A farce is always a popular choice for a local amateur production and Cooney and Chapman farces are among the best.
Clitheroe Parish Operatic and Dramatic Society chose one of the best known of these “Move over, Mrs Markham” for their performances at St Mary’s Centre from October 19th to 22nd.
The key elements of farce are pace and timing and I’m glad to say that these were really well covered in this production. Director, Wendy Watson, made sure that the pace was well-maintained throughout and the timing of the entrances and exits was perfection. The actors, without exception, gave performances that were strong in characterisation and contributed to the building momentum of the narrative.
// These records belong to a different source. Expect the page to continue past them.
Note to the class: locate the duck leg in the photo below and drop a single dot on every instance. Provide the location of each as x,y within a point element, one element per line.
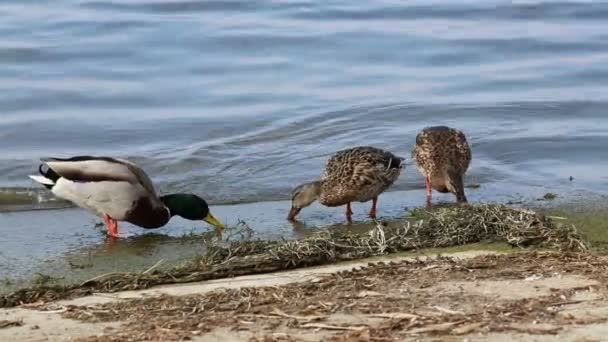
<point>372,212</point>
<point>427,184</point>
<point>349,213</point>
<point>112,226</point>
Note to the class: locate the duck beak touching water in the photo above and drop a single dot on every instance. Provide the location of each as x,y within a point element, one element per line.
<point>214,222</point>
<point>293,212</point>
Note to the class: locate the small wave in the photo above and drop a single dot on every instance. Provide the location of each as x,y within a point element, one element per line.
<point>24,199</point>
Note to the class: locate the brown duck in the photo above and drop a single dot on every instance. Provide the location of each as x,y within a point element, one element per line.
<point>358,174</point>
<point>118,190</point>
<point>442,156</point>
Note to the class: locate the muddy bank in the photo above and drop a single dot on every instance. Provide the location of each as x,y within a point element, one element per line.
<point>525,296</point>
<point>442,227</point>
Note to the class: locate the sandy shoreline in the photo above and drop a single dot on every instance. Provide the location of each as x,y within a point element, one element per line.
<point>476,295</point>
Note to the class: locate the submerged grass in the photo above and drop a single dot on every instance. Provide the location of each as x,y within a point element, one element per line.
<point>442,227</point>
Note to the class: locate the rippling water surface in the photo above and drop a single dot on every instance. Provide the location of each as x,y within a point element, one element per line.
<point>242,100</point>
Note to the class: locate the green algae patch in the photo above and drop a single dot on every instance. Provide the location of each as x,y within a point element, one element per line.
<point>443,227</point>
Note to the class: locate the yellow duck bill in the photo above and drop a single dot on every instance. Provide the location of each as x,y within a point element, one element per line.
<point>213,221</point>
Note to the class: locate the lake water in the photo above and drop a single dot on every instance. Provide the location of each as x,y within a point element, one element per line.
<point>240,101</point>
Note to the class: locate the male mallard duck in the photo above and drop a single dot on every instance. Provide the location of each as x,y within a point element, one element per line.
<point>442,155</point>
<point>118,190</point>
<point>355,174</point>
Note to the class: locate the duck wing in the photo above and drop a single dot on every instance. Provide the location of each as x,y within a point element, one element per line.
<point>359,174</point>
<point>100,169</point>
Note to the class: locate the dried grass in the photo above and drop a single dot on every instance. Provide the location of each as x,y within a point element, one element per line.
<point>442,227</point>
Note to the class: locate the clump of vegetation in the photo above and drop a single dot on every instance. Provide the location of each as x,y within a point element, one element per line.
<point>549,196</point>
<point>442,227</point>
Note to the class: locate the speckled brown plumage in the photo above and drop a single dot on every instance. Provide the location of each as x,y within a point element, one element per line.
<point>442,156</point>
<point>358,175</point>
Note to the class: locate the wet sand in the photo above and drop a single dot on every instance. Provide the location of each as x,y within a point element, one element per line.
<point>476,296</point>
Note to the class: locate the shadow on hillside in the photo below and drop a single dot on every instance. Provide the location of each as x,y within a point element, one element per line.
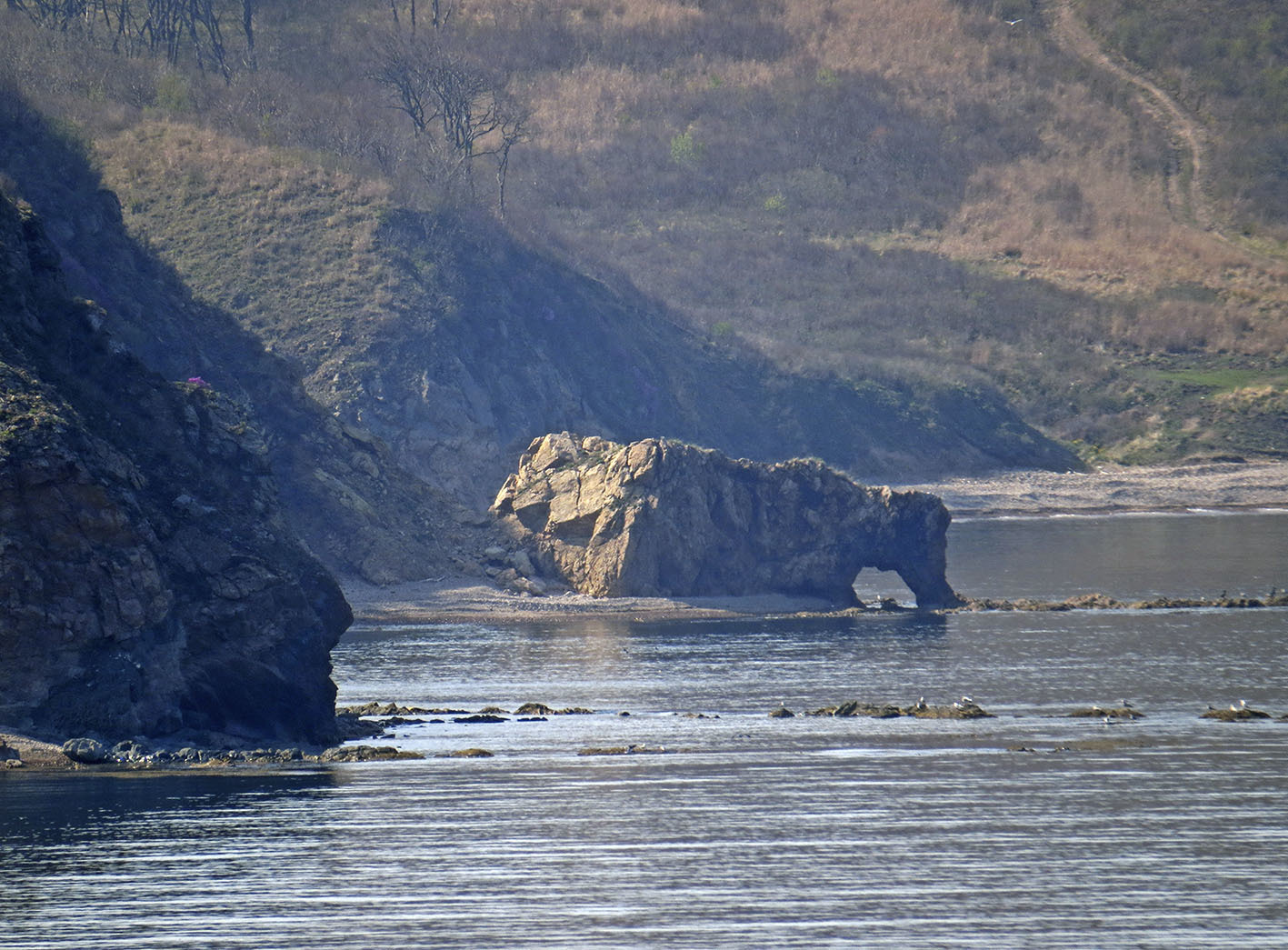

Brian and Lesley Haworth played the couple, Philip and Joanna Markham, whose flat became the intended “love nest” for the amorous exploits of various friends and acquaintances. Their performances, always sparkling and with great comic timing, held the play together and advanced the narrative effectively. Kelly Steed, as Joanna’s friend Linda, was, as always, a joy to watch and her attempts to “get together” with her intended extra–marital dalliance were well-portrayed. Her husband, played by Peter Lambert, was trying to meet up with a telephonist and his lascivious nature was brought out well. The interior designer, Alistair Spenlow, played by Damian Marsh, the master of the facial expression, was aiming to spend the night with the au-pair, Sylvie, played with a very convincing accent by Georgina Smith. The smaller roles of Walter Pangbourne and Miss Wilkinson were played by Trevor Lord and Jenny Spurrett and both did well at being drunk and naked respectively! Into this chaos came Olive Harriet Smythe, a strait-laced dog lover, whose publishing contract is sought after by Markham and Lodge. This was a strong performance by Geralyn Lambert, dominating the last section of the play.
The set was effective, providing all the necessary entrances and exits and also showing the doubtful décor introduced by the interior designer. The play itself was perhaps slightly dated and not always “PC” but the company did a really good job in ensuring that it was never offensive and made for a very entertaining evening.